55
Nishimura Shigenaga
Cool Evening Along the Kamo River at Shijō in Kyōto
c.1745

Signed: Senkadō Shigenaga hitsu; Publisher: Tōriabura-chō Izutsuya San’emon hanmoto; uki-e, ōban, yoko-e, 29.0 x 43.0 cm; beni-e

At a summer venue in Kyōto, the sides of which open onto the Kamo River, guests are enjoying themselves and watching activities on the river, where other guests have settled onto wooden platforms over the water. The left half of the picture shows the rooms of a teahouse in central perspective (cf. cat. 40), while the right half follows other lines.
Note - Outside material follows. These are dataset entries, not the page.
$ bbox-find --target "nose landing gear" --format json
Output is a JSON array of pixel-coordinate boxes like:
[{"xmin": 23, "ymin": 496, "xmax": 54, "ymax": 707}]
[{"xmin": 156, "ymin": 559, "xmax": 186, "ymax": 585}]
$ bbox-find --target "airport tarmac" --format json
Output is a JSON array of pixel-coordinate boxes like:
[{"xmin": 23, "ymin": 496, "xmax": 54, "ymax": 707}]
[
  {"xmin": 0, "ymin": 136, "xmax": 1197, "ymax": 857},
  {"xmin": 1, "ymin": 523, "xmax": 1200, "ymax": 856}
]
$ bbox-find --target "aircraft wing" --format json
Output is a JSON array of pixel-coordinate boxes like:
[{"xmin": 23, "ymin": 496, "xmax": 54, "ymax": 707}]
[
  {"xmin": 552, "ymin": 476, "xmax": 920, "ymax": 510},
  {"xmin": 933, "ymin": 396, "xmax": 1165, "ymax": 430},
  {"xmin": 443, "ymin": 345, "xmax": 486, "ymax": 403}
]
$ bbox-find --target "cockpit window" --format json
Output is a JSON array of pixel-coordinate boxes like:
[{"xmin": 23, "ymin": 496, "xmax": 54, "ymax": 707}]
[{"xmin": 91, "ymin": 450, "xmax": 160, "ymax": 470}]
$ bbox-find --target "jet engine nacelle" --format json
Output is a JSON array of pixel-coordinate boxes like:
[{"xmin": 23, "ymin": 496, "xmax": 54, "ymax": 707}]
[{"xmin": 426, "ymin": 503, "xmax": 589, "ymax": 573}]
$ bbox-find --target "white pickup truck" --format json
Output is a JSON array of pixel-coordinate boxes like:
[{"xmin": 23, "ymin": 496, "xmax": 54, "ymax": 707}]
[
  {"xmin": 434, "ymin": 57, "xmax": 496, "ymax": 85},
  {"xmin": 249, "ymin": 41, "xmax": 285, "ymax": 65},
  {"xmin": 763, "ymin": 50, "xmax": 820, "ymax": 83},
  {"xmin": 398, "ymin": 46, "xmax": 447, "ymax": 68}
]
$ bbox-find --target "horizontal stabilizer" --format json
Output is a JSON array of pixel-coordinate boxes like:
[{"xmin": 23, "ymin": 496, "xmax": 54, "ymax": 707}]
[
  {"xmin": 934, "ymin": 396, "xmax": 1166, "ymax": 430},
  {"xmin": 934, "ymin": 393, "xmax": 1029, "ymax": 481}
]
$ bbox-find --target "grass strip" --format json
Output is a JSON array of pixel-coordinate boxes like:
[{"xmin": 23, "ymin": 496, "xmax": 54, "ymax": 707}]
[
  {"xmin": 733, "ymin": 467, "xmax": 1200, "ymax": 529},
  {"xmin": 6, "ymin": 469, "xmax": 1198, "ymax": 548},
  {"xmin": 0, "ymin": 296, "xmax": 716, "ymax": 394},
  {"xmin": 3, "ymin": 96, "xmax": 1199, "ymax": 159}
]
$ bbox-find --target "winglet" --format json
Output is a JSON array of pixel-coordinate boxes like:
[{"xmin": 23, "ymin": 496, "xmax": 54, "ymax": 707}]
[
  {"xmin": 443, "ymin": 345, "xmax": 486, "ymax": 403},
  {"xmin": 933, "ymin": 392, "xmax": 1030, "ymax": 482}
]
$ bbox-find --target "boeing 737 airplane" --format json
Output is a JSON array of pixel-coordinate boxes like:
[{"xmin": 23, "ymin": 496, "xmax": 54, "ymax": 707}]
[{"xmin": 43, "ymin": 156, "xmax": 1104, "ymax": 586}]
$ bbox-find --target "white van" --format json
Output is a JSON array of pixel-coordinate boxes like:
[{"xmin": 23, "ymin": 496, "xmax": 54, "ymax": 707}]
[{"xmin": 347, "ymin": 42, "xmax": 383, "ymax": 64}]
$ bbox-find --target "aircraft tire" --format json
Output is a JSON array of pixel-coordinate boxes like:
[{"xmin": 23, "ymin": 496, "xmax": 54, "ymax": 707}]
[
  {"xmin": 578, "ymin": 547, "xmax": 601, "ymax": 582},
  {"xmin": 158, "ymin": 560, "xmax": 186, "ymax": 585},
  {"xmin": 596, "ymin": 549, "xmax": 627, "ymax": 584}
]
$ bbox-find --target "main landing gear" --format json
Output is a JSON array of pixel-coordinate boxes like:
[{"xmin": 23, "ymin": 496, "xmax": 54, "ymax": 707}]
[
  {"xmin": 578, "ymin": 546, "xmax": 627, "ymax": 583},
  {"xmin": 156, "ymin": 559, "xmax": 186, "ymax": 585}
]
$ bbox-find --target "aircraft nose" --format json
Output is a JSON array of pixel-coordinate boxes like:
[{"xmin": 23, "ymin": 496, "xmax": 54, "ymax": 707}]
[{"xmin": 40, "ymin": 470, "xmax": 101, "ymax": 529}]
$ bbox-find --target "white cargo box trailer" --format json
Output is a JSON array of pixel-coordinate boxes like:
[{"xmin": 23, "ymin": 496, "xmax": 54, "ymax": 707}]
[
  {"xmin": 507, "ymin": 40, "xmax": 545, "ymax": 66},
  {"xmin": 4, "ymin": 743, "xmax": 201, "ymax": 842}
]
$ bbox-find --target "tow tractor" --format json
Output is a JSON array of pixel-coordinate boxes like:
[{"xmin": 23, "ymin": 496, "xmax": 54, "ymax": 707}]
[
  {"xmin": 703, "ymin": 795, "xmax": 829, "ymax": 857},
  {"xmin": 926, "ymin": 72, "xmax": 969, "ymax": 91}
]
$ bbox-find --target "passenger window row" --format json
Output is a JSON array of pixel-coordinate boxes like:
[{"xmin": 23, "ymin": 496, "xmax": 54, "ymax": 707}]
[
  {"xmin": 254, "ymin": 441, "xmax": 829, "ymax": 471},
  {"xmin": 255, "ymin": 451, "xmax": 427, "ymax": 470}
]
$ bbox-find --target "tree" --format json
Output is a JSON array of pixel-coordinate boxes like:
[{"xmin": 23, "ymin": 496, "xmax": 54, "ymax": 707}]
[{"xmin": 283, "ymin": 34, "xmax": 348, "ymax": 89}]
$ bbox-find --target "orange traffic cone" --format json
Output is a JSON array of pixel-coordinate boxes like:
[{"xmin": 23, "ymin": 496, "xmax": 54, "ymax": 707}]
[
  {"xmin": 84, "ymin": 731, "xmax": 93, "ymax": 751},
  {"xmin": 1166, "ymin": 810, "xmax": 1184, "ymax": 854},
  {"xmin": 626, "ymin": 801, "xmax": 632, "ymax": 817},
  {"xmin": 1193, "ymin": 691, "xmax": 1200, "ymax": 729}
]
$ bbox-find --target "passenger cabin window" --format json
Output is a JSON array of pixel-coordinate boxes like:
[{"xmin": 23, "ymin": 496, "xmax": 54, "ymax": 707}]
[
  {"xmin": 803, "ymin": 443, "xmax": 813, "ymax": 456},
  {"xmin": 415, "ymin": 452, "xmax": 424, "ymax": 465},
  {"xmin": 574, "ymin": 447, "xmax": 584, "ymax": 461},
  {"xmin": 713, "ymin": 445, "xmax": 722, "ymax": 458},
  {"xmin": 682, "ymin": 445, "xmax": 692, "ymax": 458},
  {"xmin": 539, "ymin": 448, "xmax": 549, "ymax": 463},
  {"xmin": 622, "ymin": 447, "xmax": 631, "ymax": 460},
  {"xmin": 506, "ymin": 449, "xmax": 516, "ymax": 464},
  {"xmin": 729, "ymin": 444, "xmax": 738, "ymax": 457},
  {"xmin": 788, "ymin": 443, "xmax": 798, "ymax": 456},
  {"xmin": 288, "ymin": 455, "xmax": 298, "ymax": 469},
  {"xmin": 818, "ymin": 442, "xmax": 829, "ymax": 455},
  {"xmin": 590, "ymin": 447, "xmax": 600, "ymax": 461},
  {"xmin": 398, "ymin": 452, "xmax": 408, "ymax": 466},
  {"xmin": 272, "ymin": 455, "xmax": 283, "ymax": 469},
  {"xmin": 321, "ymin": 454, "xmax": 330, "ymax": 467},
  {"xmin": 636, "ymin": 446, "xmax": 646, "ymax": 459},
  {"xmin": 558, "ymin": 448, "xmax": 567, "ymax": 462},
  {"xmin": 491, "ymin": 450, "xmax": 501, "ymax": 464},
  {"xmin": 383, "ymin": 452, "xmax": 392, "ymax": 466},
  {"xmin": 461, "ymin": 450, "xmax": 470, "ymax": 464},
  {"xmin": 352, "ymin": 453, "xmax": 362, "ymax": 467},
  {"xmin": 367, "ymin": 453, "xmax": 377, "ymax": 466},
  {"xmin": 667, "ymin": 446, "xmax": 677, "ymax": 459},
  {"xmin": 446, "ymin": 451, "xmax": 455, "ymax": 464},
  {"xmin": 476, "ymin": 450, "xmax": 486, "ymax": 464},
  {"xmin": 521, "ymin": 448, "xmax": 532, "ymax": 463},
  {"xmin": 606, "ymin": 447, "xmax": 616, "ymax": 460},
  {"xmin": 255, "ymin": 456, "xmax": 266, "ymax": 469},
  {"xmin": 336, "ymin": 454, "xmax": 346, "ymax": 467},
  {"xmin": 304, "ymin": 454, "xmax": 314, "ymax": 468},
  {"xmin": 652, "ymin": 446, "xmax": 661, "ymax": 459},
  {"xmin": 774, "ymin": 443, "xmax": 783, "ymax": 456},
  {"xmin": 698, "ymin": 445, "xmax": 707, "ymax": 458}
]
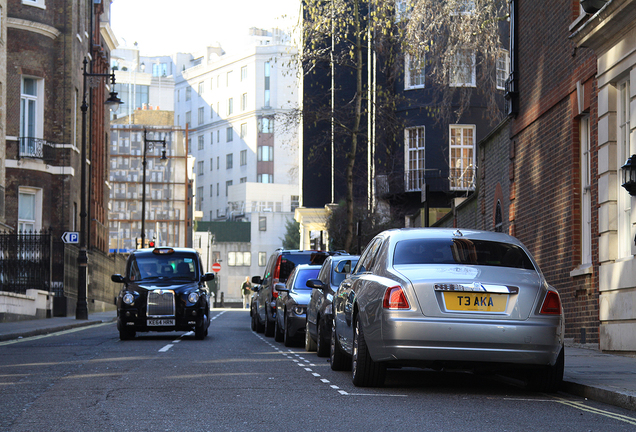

Provenance: Private collection, Kyōto; A.Lemp, Zurich (1960)
Riese Collection #9

Okumura Masanobu claimed credit for introducing the elements of Western perspective into Japanese woodblock prints with the invention of uki-e, “floating pictures”, or “perspective prints” as they are usually called. Western writers have often remarked on the naiveté of these apparently ineffective or imperfectly realised attempts at the depiction of three-dimensional space. To a Japanese eye of the early 18th century, which saw pictures in terms of the intelligent complication of a two dimensional flat surface, European prints which were known through the Dutch at Nagasaki must have seemed exotic, “naïve”, and “imperfectly realised” in their own way.
The focus of this picture is a group entertaining themselves on the second floor of a teahouse in the Gion district along the west bank of the Kamo River. Below, on the river bed, other citizens are enjoying the evening breeze on wooden platforms extending out over the shallow stream, a popular summer custom in Kyōto until the Meiji period. On each platform is a paper lantern with the name of a shop or teahouse, that in the lower right hand corner being Iseya, the subject of a charming print by Harunobu in which two young women float sparklers on the stream. In the background, beside a miniature waterwheel, a man prepares tokoroten, a cool gelatinous noodle served in the summer; at the right a vendor offers grilled eel.
The print has been trimmed to its borderline and lacks its original printed title, signature, and publisher’s address. The inscriptions that have been added on the right and left were probably taken from another impression of the print.

Reproduced in Ingelheim catalogue, no. 14.
Another impression is reproduced in Teruji Yoshida, Ukiyo-e jiten, Vol. 1, p. 292.